Смерть вонзилась ему в сердце одним ударом, внезапно и бесшумно. Она скользнула в него так предательски тихо, что он даже не пошатнулся: как стоял, так и остался стоять, держа руки на штурвале и глядя вперед, на воды Эско, широко раскрытыми глазами. Теодор-Фостен, который вел упряжку по берегу, ничего не заметил. Только все три лошади как-то странно дрогнули, на миг встали и повернули головы к хозяину, но Теодор-Фостен, взглянувший следом за ними в ту же сторону, не увидел ничего необычного. Отец, как и всегда, стоял за рулем, устремив на реку пристальный взгляд. Зато Виталия сразу все поняла; в ту минуту она сидела на корме, выжимая замоченное в корыте белье. Вдруг все ее тело передернула судорога страха.

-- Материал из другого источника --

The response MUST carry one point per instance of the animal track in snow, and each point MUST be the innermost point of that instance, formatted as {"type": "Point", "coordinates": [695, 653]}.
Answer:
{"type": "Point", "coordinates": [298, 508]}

Смертный холод мгновенно сковал его, груди словно окаменели. Она вскочила и бросилась на нос, слепо натыкаясь на все, что попадалось по дороге. Груди жгло, как огнем, дыхание перехватило, она не могла даже окликнуть мужа. Наконец она подбежала к нему, но, тронув за плечо, в ужасе застыла на месте. В мгновенном прозрении она увидела, как недвижное мужское тело, которого коснулась ее рука, испепелил нездешний огонь, оставив от него лишь ослепительно прозрачную оболочку. И сквозь эту подобную тонкому стеклу оболочку она увидела своего сына, размеренным шагом ведущего лошадей по тягловой тропе, чуть впереди баржи. Потом наступил мрак, и тело мужчины вновь обрело былую плотность. С глухим шумом оно рухнуло прямо в объятия Виталии. Свинцовая тяжесть этого тела словно вобрала в себя вес тех бесчисленных ночей, когда муж ложился на нее и всеми членами крепко, нераздельно сплетался с нею. Вес целой прожитой жизни, всех ее желаний, всей любви, внезапно ушел в мертвый груз холодной, неподвижной массы. Виталия не смогла удержать тело и рухнула под его тяжестью. Она хотела позвать сына, но слезы перехватили ей голос — белые слезы с привкусом айвы и ванили.
Когда Теодор-Фостен вбежал на баржу, он увидел тела своих родителей, лежащие на палубе, словно в сплетении жестокой немой схватки, и сплошь залитые молоком. Он разнял эти два невероятно тяжелых тела и уложил их бок о бок. «Мать, — сказал он наконец, — ты бы лучше встала. Не надо лежать, как отец». Виталия подчинилась сыну и дала ему унести тело отца в каюту, где он уложил его на кровать. Она вошла туда следом и ненадолго заперлась одна, чтобы убрать покойного. Она омыла его молоком своих слез, потом одела, сложила ему руки на груди, зажгла четыре свечи вокруг постели и позвала сына.